The experience of faith • The Redemptorist parish mission today is an opportunity for highlighting to people the discrepancy which often exists between the way God sees them and the way they see themselves, between “the core beliefs” that they hold about God and “the poor beliefs” that they often hold about themselves. Our proclamation of Christ seeks to make the connection between what we believe “about God” and what “we believe about ourselves”. Getting to know “the face of God in Christ” without getting to know “our own face” in Christ, does not heal our inner wounds, nor inspire us to open our hearts to the abundant life that Christ offers.
The “informative” and “performative” mission • Para-liturgies such as the Healing Service, the Reconciliation Service, the Blessing of Families, ensure that our preaching has an experiential dimension throughout the week. We accept Pope Benedict’s challenge:“Can our encounter with the God who in Christ, has shown us his face and opened his heart, be for us too not just “informative” but “performative” – that is to say, can it change our lives, so that we know we are redeemed through the hope that it expresses”? Pope Benedict XVl, Spe Salvi, 4
The Mission in our Centre in Scotland • Since 1867 St. Mary’s Monastery in Perth has been both a mission and a retreat centre. In the past thirty years we have developed retreats and courses in all aspects of human development. Many non-religious people come for these courses and frequently re-connect with God in their lives. The residential centre is a powerful forum for evangelising. Several thousand men and women spend time in our Centre each year.

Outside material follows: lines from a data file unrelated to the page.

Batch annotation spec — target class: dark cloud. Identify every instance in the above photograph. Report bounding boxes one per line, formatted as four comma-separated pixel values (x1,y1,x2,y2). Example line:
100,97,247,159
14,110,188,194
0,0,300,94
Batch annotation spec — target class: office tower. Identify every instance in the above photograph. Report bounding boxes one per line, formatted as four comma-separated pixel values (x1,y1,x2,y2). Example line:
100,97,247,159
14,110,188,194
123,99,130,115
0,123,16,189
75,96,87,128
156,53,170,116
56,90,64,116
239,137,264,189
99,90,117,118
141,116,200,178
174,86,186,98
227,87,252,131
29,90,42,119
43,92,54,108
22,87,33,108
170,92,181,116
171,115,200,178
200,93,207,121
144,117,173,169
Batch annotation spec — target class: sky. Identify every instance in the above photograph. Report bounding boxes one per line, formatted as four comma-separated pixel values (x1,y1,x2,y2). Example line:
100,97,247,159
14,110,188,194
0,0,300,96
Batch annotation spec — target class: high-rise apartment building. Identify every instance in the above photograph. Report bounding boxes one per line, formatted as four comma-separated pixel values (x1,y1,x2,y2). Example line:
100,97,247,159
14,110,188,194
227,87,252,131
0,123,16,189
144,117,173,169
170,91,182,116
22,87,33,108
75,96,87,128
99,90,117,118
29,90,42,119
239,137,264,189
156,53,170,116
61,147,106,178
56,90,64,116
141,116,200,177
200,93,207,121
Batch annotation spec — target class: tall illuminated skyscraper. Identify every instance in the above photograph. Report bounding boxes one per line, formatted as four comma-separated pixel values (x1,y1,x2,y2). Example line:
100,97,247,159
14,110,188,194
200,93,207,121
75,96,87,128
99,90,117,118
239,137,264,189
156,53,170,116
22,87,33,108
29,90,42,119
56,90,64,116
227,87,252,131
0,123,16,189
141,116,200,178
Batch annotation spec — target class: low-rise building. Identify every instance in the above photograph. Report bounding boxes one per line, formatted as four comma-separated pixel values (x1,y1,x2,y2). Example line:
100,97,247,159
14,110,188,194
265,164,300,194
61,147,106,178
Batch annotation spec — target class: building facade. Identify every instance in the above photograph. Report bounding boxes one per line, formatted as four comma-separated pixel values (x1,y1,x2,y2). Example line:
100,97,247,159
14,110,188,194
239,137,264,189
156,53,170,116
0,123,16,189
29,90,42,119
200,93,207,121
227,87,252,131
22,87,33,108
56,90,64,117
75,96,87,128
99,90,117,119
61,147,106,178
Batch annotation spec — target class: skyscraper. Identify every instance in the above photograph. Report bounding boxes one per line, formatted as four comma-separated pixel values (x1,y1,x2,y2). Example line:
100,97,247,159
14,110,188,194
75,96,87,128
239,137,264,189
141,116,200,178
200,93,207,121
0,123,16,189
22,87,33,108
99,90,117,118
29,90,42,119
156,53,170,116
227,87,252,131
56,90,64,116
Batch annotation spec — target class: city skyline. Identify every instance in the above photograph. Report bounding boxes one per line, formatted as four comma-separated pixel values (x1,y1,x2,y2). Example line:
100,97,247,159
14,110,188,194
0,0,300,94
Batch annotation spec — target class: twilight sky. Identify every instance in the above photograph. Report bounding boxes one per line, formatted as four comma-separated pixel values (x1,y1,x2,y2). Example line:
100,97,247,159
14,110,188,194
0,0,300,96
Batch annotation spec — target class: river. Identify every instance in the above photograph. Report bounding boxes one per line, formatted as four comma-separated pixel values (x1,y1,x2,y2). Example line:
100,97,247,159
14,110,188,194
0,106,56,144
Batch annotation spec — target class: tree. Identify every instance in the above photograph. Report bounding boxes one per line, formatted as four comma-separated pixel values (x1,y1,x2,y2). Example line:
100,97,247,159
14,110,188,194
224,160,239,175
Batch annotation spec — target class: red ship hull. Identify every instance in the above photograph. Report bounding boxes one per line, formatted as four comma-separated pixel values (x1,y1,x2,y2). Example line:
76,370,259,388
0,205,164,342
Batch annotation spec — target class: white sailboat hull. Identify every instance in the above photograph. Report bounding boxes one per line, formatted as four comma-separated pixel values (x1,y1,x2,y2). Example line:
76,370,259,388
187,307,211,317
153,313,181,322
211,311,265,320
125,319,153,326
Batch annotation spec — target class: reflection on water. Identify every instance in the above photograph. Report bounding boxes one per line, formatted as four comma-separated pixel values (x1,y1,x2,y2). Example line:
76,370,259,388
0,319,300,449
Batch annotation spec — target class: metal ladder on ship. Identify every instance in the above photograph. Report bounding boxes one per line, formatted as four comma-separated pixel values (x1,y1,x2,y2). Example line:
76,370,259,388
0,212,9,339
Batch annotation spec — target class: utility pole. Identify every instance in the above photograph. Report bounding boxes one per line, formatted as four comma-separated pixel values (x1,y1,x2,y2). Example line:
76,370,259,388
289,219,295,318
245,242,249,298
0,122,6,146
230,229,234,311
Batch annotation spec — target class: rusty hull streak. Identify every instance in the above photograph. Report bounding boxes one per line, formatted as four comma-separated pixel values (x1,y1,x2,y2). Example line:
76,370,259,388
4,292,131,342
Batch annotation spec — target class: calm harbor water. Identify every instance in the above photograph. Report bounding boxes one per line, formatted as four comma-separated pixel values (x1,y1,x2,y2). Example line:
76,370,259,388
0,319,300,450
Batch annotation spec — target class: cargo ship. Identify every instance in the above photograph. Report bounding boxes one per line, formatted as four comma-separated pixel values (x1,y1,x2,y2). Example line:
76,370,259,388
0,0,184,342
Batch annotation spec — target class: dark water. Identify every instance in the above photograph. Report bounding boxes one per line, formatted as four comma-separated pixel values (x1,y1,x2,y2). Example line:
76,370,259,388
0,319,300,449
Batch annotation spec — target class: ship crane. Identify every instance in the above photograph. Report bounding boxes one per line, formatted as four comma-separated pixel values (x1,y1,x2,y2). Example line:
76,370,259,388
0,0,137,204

Mission to Priests and Religious in England • Hawkstone Hall, our International Renewal Centre in England, is well known throughout the world. We began our three month renewal courses in 1975. Each year we run three courses. Our vision for these courses is the renewal of the pastors. When pastors have been re-evangelised they are energised to evangelise in new ways.
“Leaving the hearer bound to the love of Jesus Christ”.(St. Alphonsus’ goal for the mission) • Redemptorists are the evangelists of the true identity of each person as a son or daughter of God. When we enable people, through our proclamation of the word of God and our para-liturgical celebrations to discover their true selves in Christ, to become aware of their true dignity, we have proclaimed to them the Good News of Jesus Christ and brought our Holy Redeemer into the lives and experience of people. We have given a good mission either in the parish or in a Centre.
Faith renewal and development • The modern style of mission in the London Province is a powerful means for renewing and developing the faith of the “faithful people”. The fruit of this kind of mission will be seen in the future as renewed parishes accept their responsibility for evangelising their own societies. We are “sowers of the seed”. Others will reap the harvest.